さらに、日本にとってもっと心配なのは、南シナ海が事実上中国の海としてその制海権をとられ、南シナ海にしか出口のない国々―タイ、ベトナム、マレーシア、カンボジア、ラオスなど―が中国の勢力下に入ることである。制海権をとられると、中国は西沙(パラセル)諸島に航空基地をつくっており、海南島と西沙(パラセル)諸島の航空基地を使えば、完全に制空権を持つ。米国の空母機動部隊が、たまたま通過するときは米国が制空権をとれるが、常駐するわけにはいかない。
そうなると、日本にとって困るのが、特にタイがフィンランド化することであり、事実、それは始まりつつある。かつてタイは中国の南シナ海進出を懸念して、日本に日タイ合同演習を提案したが、日本は集団的自衛権につながるとして動かなかった。その頃はそうした動きがあったが、日本が動かないと、タイは中国の意向に逆らえなくなり、フィンランド化するのである。日本が集団的自衛権を行使しないために、チャンスを失っているのである。

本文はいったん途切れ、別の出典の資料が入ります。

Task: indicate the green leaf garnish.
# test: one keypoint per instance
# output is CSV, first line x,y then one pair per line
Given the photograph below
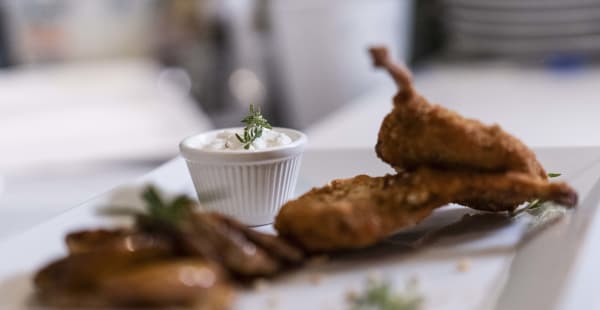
x,y
157,210
535,204
378,295
255,123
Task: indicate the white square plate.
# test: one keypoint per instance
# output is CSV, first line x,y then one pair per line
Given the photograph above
x,y
505,268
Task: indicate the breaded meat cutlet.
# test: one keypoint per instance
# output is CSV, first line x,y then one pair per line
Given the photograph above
x,y
416,133
360,211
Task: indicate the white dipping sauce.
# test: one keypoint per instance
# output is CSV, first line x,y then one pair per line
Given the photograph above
x,y
227,141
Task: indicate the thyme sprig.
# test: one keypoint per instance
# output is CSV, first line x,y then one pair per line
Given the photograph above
x,y
536,203
379,295
255,123
157,210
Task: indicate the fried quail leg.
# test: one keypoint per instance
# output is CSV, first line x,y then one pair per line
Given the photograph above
x,y
417,133
363,210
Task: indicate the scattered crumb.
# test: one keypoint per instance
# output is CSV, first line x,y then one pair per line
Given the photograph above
x,y
260,285
463,265
318,260
315,278
374,276
272,302
351,295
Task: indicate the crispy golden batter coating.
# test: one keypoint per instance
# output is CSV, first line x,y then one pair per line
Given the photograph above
x,y
360,211
417,133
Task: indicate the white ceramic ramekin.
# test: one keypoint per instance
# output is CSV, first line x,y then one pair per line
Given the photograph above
x,y
250,186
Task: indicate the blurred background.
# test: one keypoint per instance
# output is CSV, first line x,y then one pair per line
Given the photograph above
x,y
95,93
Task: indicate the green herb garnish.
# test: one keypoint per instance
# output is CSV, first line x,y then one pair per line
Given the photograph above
x,y
378,295
535,204
157,210
255,123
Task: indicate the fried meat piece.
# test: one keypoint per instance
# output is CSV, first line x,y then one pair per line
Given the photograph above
x,y
360,211
417,133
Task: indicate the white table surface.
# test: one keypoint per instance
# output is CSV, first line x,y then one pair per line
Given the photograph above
x,y
541,107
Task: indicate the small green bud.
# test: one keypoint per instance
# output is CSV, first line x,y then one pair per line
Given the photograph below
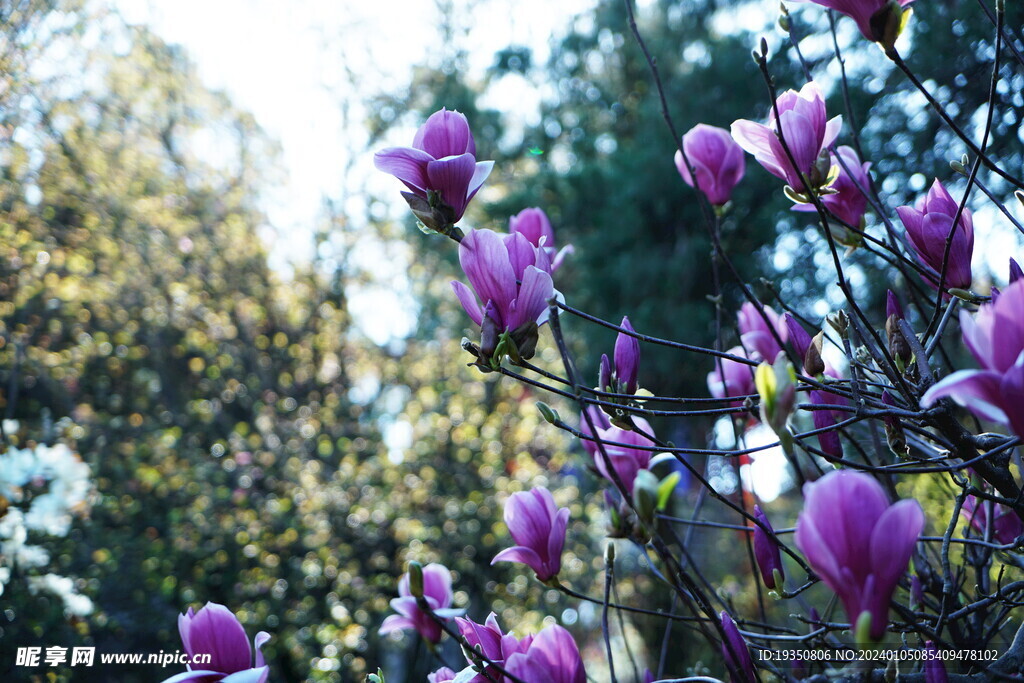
x,y
416,579
549,415
645,496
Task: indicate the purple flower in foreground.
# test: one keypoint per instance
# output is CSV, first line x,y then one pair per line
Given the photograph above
x,y
440,169
442,675
1007,526
488,640
767,552
717,160
928,227
512,280
551,657
624,447
807,131
872,16
539,529
737,655
756,331
858,543
731,378
627,358
534,224
995,338
216,632
437,593
846,201
935,669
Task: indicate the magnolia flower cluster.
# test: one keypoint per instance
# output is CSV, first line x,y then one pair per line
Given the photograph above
x,y
491,653
215,632
995,338
852,537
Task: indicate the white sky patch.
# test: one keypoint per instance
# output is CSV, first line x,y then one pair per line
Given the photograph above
x,y
305,70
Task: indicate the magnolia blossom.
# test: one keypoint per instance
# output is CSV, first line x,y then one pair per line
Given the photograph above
x,y
440,168
624,447
808,132
534,224
995,338
551,657
731,378
510,276
442,675
737,655
215,631
437,593
870,15
1006,525
495,645
846,200
928,226
761,331
627,357
858,543
539,529
717,160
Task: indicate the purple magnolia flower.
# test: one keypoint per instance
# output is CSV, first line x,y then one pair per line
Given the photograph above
x,y
512,279
539,529
807,133
766,551
858,543
488,640
551,657
1007,526
995,338
862,12
928,226
215,631
440,168
737,655
437,593
442,675
846,201
628,450
627,357
731,378
717,160
534,224
756,331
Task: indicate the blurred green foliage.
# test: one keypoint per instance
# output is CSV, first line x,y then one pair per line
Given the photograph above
x,y
235,421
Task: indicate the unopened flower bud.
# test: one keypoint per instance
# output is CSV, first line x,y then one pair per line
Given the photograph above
x,y
645,496
840,322
888,24
627,356
549,415
813,364
776,385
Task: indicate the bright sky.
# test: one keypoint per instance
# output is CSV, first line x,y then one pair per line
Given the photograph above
x,y
288,63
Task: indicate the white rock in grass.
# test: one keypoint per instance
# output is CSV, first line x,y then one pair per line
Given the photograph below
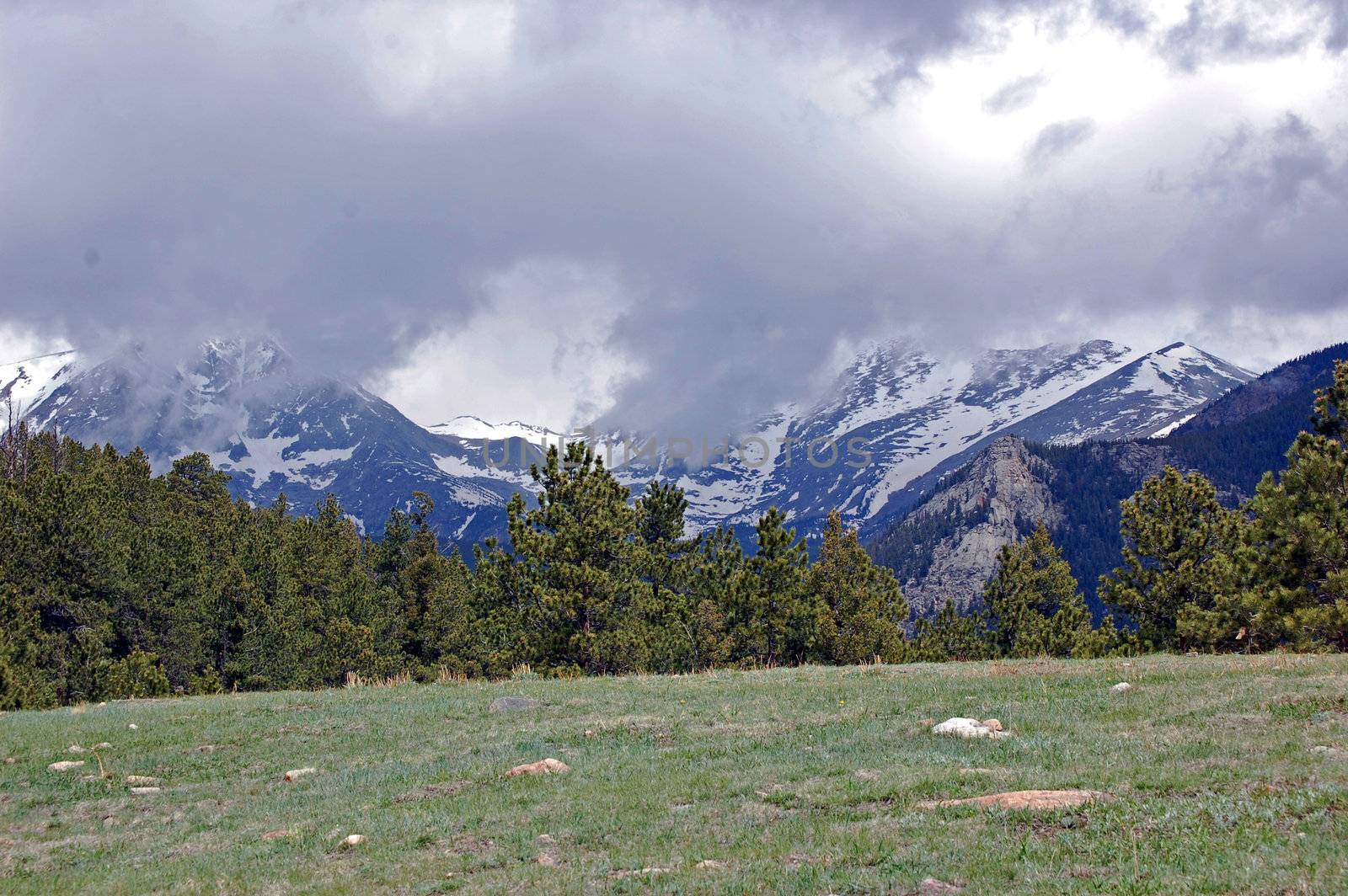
x,y
960,727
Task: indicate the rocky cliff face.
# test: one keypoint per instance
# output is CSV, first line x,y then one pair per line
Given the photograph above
x,y
997,499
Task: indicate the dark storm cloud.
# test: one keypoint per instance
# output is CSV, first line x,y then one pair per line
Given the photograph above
x,y
1014,94
1057,139
177,172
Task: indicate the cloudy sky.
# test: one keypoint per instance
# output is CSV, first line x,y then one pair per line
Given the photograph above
x,y
669,213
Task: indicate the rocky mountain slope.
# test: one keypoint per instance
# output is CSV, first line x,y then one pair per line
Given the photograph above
x,y
945,547
894,419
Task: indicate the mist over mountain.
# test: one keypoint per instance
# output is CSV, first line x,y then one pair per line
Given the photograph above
x,y
894,417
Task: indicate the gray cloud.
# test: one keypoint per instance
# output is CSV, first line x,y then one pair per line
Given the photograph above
x,y
314,172
1014,94
1057,139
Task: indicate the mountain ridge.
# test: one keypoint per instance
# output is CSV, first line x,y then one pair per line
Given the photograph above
x,y
276,428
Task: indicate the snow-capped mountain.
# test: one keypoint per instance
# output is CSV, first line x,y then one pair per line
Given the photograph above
x,y
896,418
891,422
275,429
24,383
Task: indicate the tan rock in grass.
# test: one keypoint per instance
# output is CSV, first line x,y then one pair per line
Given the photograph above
x,y
961,727
543,767
1035,799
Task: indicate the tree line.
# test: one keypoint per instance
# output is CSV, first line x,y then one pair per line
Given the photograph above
x,y
116,583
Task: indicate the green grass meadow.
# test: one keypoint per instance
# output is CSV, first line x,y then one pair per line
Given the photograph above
x,y
800,781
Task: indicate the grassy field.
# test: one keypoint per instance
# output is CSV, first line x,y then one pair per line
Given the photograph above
x,y
789,781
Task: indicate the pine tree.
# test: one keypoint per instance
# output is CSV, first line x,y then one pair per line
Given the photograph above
x,y
1177,558
774,616
949,637
863,610
1033,605
1298,541
580,552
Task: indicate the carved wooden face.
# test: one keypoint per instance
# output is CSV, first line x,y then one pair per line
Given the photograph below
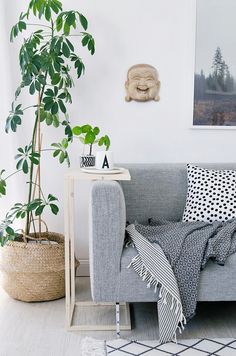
x,y
142,83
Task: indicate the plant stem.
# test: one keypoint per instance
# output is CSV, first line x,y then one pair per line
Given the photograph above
x,y
12,174
27,226
28,221
36,24
39,151
31,106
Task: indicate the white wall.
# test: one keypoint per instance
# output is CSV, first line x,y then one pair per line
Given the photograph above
x,y
158,32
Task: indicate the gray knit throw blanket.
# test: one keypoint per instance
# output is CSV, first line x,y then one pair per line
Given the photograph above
x,y
171,256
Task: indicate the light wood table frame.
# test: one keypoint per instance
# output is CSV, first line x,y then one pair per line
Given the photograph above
x,y
71,177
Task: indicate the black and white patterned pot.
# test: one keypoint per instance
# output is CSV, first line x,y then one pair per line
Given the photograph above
x,y
87,161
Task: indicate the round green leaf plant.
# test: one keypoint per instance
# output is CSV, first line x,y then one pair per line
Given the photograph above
x,y
47,58
88,135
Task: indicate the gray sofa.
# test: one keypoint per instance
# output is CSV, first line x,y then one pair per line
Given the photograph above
x,y
155,190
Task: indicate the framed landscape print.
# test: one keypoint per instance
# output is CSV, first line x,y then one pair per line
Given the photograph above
x,y
215,66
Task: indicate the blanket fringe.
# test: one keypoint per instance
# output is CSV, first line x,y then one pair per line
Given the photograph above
x,y
93,347
151,280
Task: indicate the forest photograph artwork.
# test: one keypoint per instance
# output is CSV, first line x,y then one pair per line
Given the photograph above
x,y
215,68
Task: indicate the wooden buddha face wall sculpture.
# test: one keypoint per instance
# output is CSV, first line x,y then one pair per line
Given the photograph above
x,y
142,83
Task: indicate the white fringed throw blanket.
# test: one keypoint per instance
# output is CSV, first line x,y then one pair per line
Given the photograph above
x,y
153,267
171,256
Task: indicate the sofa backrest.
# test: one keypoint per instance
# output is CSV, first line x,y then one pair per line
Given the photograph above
x,y
159,190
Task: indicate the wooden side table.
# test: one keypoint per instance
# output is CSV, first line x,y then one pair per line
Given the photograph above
x,y
71,303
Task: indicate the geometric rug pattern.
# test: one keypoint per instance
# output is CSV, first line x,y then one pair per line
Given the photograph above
x,y
197,347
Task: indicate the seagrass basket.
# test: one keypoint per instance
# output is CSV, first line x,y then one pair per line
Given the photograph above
x,y
34,271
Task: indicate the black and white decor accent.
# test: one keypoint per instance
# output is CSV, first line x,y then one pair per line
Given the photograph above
x,y
87,161
200,347
193,347
211,195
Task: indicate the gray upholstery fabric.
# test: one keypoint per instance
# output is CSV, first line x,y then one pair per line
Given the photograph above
x,y
107,232
154,190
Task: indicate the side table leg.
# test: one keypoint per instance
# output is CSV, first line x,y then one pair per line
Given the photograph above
x,y
72,242
118,320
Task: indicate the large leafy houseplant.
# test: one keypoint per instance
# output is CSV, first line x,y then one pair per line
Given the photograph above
x,y
47,58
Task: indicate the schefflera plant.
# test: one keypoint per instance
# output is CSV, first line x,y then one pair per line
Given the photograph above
x,y
46,59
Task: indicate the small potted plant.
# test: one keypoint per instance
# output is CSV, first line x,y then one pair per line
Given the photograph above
x,y
89,136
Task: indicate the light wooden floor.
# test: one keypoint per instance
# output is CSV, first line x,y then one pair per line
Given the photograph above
x,y
37,329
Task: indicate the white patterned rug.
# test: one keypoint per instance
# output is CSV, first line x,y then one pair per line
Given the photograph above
x,y
196,347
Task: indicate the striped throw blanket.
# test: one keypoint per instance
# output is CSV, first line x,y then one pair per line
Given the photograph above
x,y
170,258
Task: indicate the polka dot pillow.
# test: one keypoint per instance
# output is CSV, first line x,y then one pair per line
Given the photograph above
x,y
211,195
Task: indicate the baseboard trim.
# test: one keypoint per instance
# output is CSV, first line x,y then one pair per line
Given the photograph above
x,y
83,269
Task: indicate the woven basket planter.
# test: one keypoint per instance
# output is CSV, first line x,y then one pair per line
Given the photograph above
x,y
33,272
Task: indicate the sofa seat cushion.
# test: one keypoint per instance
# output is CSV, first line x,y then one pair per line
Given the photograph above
x,y
217,283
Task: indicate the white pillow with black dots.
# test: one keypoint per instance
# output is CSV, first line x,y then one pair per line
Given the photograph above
x,y
211,195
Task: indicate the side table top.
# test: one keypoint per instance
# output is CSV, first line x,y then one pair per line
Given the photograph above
x,y
78,174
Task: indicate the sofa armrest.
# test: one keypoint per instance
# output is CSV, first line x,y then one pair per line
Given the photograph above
x,y
106,238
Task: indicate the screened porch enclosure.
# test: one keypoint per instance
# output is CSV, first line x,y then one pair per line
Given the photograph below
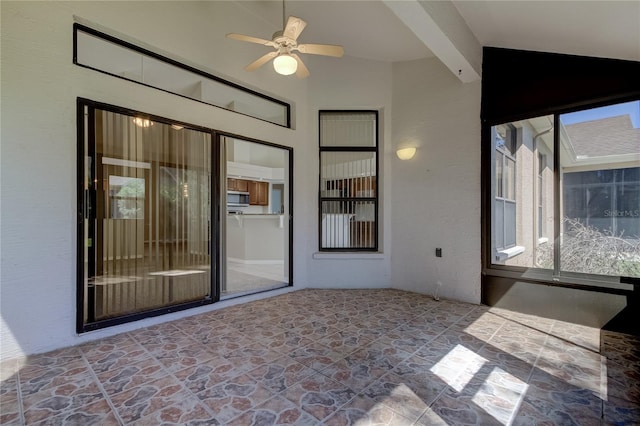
x,y
146,222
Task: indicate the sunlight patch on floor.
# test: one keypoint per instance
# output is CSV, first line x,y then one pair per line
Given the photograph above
x,y
458,367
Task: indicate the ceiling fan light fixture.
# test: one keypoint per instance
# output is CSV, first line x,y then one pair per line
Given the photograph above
x,y
285,64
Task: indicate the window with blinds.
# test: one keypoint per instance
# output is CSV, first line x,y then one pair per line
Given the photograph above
x,y
145,201
348,214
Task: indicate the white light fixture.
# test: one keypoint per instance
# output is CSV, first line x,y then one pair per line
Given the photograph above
x,y
406,153
142,122
285,64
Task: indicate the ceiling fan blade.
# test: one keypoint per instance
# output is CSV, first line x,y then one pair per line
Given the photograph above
x,y
294,27
322,49
250,39
302,71
261,61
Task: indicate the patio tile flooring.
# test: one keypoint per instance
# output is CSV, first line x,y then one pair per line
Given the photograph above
x,y
335,357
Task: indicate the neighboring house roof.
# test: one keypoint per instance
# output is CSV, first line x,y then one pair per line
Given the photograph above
x,y
604,137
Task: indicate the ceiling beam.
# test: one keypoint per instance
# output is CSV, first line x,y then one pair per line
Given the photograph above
x,y
440,27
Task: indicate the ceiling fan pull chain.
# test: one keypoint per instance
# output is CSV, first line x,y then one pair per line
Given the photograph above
x,y
283,15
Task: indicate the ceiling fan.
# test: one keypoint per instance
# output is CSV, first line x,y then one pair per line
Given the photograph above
x,y
285,60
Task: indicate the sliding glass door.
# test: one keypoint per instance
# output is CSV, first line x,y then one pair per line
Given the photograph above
x,y
258,220
146,195
565,193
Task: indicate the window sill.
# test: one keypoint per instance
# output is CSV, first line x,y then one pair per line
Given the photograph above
x,y
348,255
509,253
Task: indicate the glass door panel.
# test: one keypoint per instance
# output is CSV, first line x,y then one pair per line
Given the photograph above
x,y
600,183
257,228
147,216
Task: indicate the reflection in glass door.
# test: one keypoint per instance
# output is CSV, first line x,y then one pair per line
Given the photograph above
x,y
257,229
146,217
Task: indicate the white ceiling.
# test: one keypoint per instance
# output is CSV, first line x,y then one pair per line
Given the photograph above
x,y
369,29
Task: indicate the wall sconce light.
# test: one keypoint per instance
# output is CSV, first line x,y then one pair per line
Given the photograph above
x,y
285,64
142,122
406,153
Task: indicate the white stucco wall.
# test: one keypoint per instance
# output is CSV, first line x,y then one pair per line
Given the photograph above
x,y
40,85
435,197
432,201
360,84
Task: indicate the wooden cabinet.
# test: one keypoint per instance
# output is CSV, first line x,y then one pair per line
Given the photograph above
x,y
237,185
258,193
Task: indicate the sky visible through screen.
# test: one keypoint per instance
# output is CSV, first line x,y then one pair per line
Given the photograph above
x,y
628,108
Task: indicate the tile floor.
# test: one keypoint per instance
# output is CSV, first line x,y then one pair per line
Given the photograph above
x,y
335,357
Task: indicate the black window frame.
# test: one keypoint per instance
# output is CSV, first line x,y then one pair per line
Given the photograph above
x,y
99,34
86,199
375,200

そうなると、今度は東南アジアで一番懸念されるのが華僑の動向である。例えば、インドネシアの華僑は台湾系がやや優勢であるが、もし台湾が中国にとられるとすべて中国系となり、今でも華僑系の発言を抑えるのに非常に苦労しているのに、華僑を抑えられなくなって、中国の勢力範囲に入ってしまう可能性がある。